When trying to use the same vectors in tobacco (Nicotiana tabacum) as a host, we initially encountered several problems, the most important one being the low efficiency of release of the initial transcript from the nucleus to the cytoplasm. By rational engineering of the vector backbone to minimize the occurrence of undesired posttranscriptional events such as abnormal RNA processing, we made improved versions that work in tobacco as well as in N. benthamiana (S.M., C. Thoeringer, V.K., and Y.G., unpublished observations) and assume that similar modifications, using these or other viruses, can be developed for expression in other plant species as well.

In an ideal protein production process, especially in case of pharmaceutical proteins, the scale-up (commercial) version of the protein expression system has to be essentially the same as the version used to express the protein during early research and preclinical and clinical trials.
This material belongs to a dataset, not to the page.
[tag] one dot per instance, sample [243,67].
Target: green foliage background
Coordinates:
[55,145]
Our system fulfills that requirement, because it can be scaled up in a number of ways, one of which, namely the protocol using the systemic version of the viral vector, is already available. A potentially more powerful and universal scale-up process would be one based on controlled activation of an encrypted version of a replicon present on a plant chromosome of a production host. Such an approach, currently in development in our laboratory, allows for simultaneous activation of vector replication, expression, and cell-to-cell movement in multiple independent cells of different organs, thus effectively replacing the need for systemic movement.